Session topic: Acute myeloid leukemia - Clinical 1
Type: Poster Presentation
Presentation during EHA21: On Friday, June 10, 2016 from 17:15 - 18:45
Location: Poster area (Hall H)
Background
Venetoclax (VEN) is a potent, orally bioavailable BCL-2 inhibitor with single-agent activity in relapsed/refractory acute myeloid leukemia (AML) patients (pts), displaying synergistic activity with hypomethylating agents in preclinical studies. This trial evaluates VEN plus decitabine (DEC) or azacitidine (AZA) in treatment (Tx)-naive AML pts ≥65 y (NCT02203773).
Aims
The objectives of the study include safety, preliminary efficacy, and biomarker evaluations.
Methods
Tx-naive pts (ECOG PS ≤2, ≥65 y, intermediate- or poor-risk karyotype) not eligible for standard induction therapy received DEC (Arm A: 20 mg/m2 iv) daily on days (D) 1−5 or AZA (Arm B: 75 mg/m2; subcutaneous or iv) daily on D 1−7 of each 28-D cycle in combination with once-daily continuous oral VEN. VEN dose escalation follows a 3+3 design; 1200 mg is the final dose level.
Results
As of 11/28/15, 39 pts (49% male; median age 74 y [65–85 y]) have been enrolled in Arm A (n = 20) and Arm B (n = 19).
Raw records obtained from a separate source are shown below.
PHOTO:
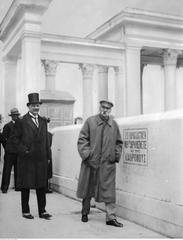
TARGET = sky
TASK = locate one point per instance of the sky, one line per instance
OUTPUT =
(81, 17)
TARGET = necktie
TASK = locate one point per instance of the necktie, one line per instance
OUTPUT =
(36, 120)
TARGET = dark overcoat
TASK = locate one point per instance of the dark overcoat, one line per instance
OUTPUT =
(50, 167)
(8, 132)
(100, 147)
(33, 152)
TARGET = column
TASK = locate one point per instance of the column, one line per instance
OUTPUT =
(31, 49)
(102, 82)
(141, 86)
(119, 92)
(9, 98)
(87, 72)
(50, 73)
(170, 62)
(133, 86)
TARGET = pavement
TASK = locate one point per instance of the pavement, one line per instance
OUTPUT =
(65, 223)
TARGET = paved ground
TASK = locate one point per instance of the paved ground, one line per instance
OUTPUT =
(65, 222)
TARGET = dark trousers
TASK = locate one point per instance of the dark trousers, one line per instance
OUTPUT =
(10, 160)
(41, 200)
(86, 206)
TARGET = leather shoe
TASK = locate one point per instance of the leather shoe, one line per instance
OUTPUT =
(4, 191)
(27, 215)
(49, 191)
(45, 215)
(84, 218)
(114, 223)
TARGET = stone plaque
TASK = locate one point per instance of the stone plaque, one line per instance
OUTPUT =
(135, 146)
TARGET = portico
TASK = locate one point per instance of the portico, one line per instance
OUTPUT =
(125, 44)
(124, 52)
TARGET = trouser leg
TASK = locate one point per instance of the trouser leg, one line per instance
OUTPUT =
(110, 211)
(25, 193)
(15, 172)
(8, 163)
(41, 199)
(85, 206)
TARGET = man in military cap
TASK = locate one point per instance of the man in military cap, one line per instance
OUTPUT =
(33, 156)
(10, 156)
(100, 146)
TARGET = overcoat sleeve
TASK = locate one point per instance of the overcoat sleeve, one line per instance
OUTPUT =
(84, 141)
(6, 131)
(119, 144)
(2, 140)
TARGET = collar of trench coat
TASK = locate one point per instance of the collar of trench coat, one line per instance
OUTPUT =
(100, 121)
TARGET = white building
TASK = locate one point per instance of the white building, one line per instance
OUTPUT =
(135, 60)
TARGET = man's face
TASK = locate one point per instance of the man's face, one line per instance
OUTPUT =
(34, 108)
(14, 117)
(105, 110)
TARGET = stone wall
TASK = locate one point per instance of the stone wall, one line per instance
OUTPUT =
(149, 176)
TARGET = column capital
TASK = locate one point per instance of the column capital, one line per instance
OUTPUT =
(87, 69)
(118, 70)
(50, 67)
(170, 56)
(102, 68)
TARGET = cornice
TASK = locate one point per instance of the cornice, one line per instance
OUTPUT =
(16, 11)
(60, 39)
(139, 16)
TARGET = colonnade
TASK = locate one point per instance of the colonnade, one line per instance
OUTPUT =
(22, 58)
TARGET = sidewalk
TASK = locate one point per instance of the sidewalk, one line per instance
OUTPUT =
(65, 222)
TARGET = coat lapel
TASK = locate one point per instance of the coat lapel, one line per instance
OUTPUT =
(40, 124)
(30, 122)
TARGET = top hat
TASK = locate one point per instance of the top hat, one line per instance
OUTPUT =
(106, 101)
(14, 111)
(33, 99)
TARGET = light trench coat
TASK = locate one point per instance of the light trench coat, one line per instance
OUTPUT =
(100, 147)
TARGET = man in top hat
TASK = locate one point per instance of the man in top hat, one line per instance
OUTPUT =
(33, 156)
(100, 147)
(10, 156)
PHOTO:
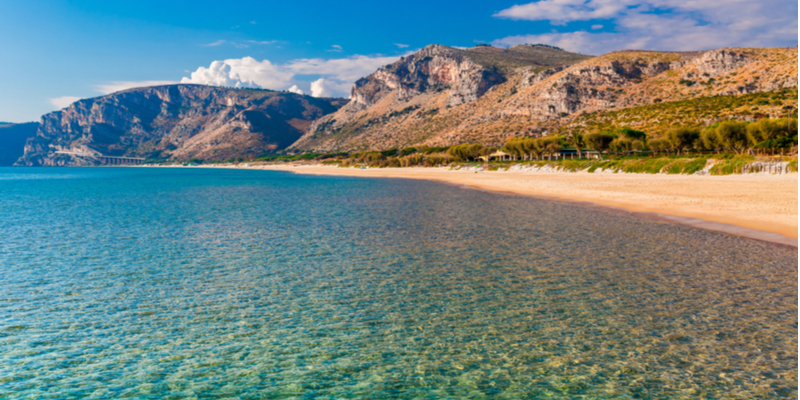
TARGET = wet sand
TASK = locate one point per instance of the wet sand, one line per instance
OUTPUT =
(754, 205)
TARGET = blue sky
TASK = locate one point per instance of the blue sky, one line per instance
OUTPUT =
(57, 51)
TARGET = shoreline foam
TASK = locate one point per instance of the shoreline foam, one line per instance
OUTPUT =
(756, 207)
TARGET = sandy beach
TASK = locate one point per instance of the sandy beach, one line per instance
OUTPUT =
(754, 205)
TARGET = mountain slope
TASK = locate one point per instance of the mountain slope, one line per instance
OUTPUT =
(532, 100)
(12, 140)
(175, 122)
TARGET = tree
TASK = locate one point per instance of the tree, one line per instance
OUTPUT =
(575, 140)
(733, 135)
(466, 152)
(660, 145)
(620, 145)
(534, 147)
(633, 134)
(552, 147)
(682, 138)
(765, 129)
(515, 147)
(599, 141)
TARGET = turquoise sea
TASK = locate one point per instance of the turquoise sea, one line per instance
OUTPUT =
(198, 283)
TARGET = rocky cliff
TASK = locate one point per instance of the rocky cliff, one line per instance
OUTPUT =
(451, 96)
(175, 122)
(435, 78)
(12, 140)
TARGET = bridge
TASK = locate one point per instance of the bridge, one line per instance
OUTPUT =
(107, 160)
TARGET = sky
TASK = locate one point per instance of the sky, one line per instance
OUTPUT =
(56, 52)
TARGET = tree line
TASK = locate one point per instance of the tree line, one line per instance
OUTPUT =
(732, 135)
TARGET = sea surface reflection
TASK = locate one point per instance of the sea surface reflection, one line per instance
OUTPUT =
(183, 283)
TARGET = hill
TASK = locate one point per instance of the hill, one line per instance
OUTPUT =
(176, 122)
(442, 96)
(12, 140)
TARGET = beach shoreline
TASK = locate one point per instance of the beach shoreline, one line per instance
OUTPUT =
(756, 206)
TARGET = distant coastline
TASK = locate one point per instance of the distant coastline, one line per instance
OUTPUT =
(757, 206)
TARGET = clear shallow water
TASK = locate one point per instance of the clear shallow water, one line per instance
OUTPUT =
(182, 283)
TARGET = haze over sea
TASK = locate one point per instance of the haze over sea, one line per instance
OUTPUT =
(173, 283)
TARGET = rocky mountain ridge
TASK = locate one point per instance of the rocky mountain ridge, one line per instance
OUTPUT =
(532, 101)
(438, 96)
(175, 122)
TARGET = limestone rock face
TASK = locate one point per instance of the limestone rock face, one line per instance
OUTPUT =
(433, 68)
(718, 62)
(175, 122)
(438, 97)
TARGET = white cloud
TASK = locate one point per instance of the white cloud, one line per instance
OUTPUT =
(322, 88)
(241, 72)
(331, 77)
(63, 101)
(677, 24)
(117, 86)
(263, 42)
(295, 89)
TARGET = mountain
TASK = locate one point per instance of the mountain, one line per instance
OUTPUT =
(444, 96)
(176, 122)
(12, 140)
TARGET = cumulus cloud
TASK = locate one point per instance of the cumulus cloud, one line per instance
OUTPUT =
(241, 72)
(295, 89)
(330, 77)
(322, 88)
(264, 41)
(63, 101)
(660, 24)
(117, 86)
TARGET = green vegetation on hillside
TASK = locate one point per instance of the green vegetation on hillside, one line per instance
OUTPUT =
(699, 112)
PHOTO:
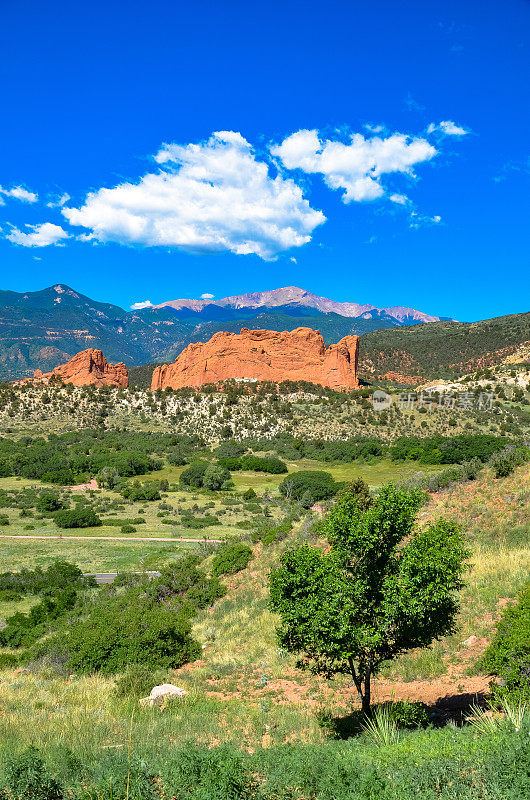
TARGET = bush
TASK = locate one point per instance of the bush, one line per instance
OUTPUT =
(408, 714)
(137, 681)
(47, 502)
(128, 629)
(216, 477)
(231, 558)
(508, 655)
(193, 476)
(230, 450)
(77, 518)
(59, 575)
(142, 492)
(184, 580)
(308, 486)
(8, 660)
(26, 776)
(128, 528)
(23, 630)
(505, 461)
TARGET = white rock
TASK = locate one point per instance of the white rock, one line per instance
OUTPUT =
(160, 693)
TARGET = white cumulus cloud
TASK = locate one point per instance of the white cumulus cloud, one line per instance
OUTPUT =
(38, 236)
(19, 193)
(448, 128)
(400, 199)
(59, 201)
(212, 196)
(356, 166)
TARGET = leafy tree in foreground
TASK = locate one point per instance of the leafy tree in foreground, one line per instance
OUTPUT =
(383, 587)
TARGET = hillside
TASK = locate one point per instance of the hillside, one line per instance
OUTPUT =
(443, 349)
(42, 329)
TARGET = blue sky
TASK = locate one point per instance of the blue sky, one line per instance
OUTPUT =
(368, 151)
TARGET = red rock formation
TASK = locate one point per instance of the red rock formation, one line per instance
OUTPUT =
(299, 355)
(88, 367)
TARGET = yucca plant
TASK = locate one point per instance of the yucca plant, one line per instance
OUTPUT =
(481, 720)
(514, 713)
(381, 728)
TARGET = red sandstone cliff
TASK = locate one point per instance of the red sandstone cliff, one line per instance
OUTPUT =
(299, 355)
(88, 367)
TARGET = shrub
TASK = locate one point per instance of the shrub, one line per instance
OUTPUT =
(142, 492)
(216, 477)
(49, 502)
(505, 461)
(23, 630)
(230, 450)
(9, 660)
(308, 486)
(198, 523)
(26, 776)
(231, 558)
(183, 579)
(193, 476)
(274, 466)
(136, 681)
(77, 518)
(508, 655)
(408, 714)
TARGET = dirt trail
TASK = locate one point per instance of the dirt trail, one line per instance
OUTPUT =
(110, 538)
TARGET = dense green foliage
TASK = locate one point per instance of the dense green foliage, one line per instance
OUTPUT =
(185, 581)
(442, 349)
(75, 456)
(23, 630)
(26, 776)
(201, 474)
(308, 486)
(508, 655)
(143, 492)
(148, 623)
(450, 764)
(383, 588)
(505, 461)
(231, 558)
(59, 575)
(77, 518)
(273, 466)
(126, 629)
(446, 450)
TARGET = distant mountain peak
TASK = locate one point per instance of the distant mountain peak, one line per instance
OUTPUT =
(295, 296)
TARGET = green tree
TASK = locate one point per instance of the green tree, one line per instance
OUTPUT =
(383, 587)
(508, 655)
(216, 477)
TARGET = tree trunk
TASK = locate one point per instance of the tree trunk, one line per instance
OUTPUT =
(362, 684)
(365, 702)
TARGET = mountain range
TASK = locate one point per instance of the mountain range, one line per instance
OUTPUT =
(293, 298)
(42, 329)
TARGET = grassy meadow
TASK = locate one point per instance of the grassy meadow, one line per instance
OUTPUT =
(245, 689)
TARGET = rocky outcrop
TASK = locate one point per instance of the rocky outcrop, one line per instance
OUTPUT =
(90, 367)
(262, 355)
(160, 694)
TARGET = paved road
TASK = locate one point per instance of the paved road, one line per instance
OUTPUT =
(109, 538)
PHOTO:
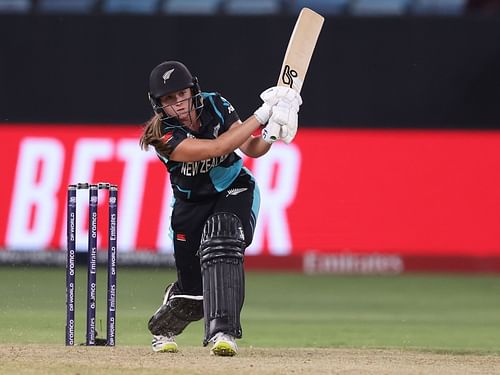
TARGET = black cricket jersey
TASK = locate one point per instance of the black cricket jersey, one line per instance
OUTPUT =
(199, 180)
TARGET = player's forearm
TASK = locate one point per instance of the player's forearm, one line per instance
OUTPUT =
(236, 136)
(255, 147)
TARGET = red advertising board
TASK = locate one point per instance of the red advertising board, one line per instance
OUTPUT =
(332, 191)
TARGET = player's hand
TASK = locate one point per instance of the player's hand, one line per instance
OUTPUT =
(272, 132)
(285, 114)
(271, 97)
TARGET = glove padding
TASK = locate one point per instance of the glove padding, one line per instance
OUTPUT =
(271, 97)
(272, 132)
(286, 116)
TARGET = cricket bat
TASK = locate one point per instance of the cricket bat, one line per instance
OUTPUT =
(300, 49)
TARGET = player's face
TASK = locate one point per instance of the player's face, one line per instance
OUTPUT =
(178, 104)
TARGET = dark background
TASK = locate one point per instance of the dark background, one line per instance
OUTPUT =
(438, 72)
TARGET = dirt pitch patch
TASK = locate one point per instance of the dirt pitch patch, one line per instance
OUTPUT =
(51, 359)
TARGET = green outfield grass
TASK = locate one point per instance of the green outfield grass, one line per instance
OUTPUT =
(430, 312)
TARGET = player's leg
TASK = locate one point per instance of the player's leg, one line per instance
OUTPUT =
(226, 234)
(175, 313)
(183, 300)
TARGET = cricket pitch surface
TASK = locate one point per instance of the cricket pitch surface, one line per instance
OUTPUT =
(53, 359)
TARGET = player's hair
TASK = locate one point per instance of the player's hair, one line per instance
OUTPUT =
(151, 136)
(151, 132)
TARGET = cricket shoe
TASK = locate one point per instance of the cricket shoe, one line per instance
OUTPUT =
(224, 345)
(164, 344)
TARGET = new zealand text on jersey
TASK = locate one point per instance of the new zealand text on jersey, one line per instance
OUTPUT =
(192, 168)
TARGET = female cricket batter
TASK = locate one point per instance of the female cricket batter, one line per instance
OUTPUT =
(216, 199)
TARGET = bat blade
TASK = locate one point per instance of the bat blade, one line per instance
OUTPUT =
(300, 49)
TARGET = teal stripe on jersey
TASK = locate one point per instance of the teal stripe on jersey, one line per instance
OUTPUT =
(222, 177)
(256, 195)
(186, 191)
(211, 98)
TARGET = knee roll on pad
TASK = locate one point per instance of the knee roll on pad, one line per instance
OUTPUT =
(176, 313)
(221, 257)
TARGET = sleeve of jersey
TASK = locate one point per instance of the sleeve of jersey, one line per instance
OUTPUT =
(170, 141)
(229, 113)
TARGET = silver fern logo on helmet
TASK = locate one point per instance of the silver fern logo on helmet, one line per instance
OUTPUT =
(167, 75)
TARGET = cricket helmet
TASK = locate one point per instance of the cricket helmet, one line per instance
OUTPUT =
(169, 77)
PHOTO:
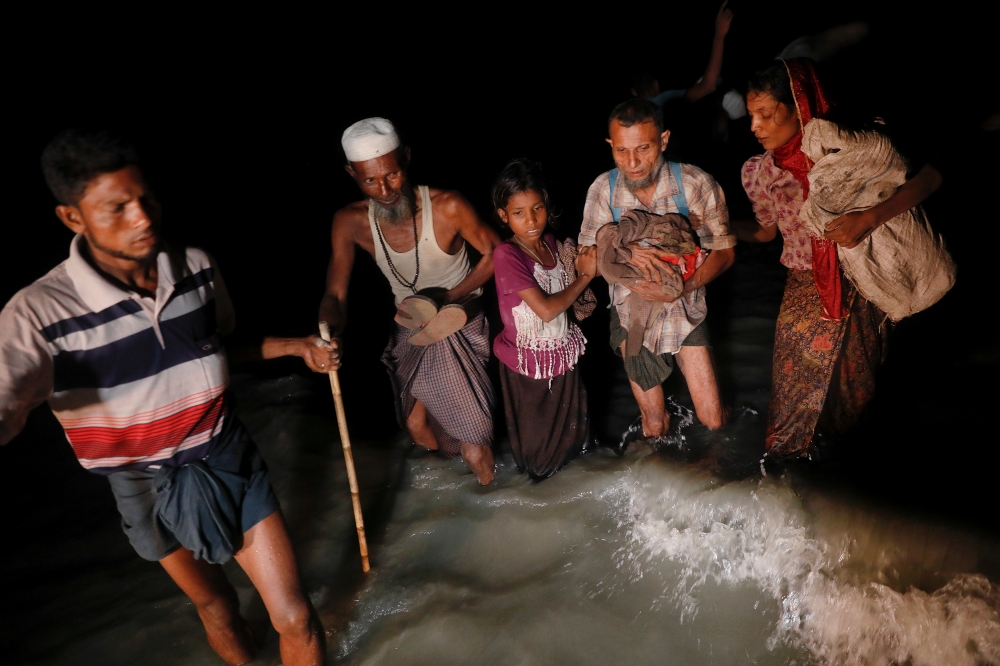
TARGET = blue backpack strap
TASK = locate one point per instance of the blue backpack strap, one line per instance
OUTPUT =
(616, 213)
(680, 199)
Median time on study is 111 D (6−375 D); 16 pts (41%) remain on therapy. Biomarker analysis and response evaluations have been completed in 34 pts with 400-mg and 800-mg VEN doses. As of 9/19/15, overall response rate (ORR; complete response [CR]/CR with incomplete marrow recovery [CRi]/partial remission [PR]) within this population was 76% (CR: 13/CRi: 11/PR: 2; 26/34 pts). Poor-risk cytogenetics and IDH1/2 mutations were reported in 24% (8/34) and 32% (11/34) of pts; ORR was 88% (7/8) and 82% (9/11), respectively. Median time to CR/CRi was 29.5 D (24−112 D). Most common treatment emergent adverse events (TEAEs) were nausea (54%), febrile neutropenia (41%), diarrhea (44%), decreased appetite (33%), and peripheral edema (31%). No dose-limiting toxicity was reported. Febrile neutropenia (41%) and neutropenia (33%) were the most common Grade 3/4 TEAEs. Most frequent serious AE was febrile neutropenia (28%). Four relapses occurred, all on Arm A. Six deaths occurred (3 disease progression, 1 sepsis, 1 respiratory failure, 1 bacteremia). MTD has not been reached.
Conclusion
Tx with VEN plus DEC or AZA shows a tolerable safety profile, with high response rates observed in Tx-naive AML pts ≥65 y, including those with adverse biologic disease features.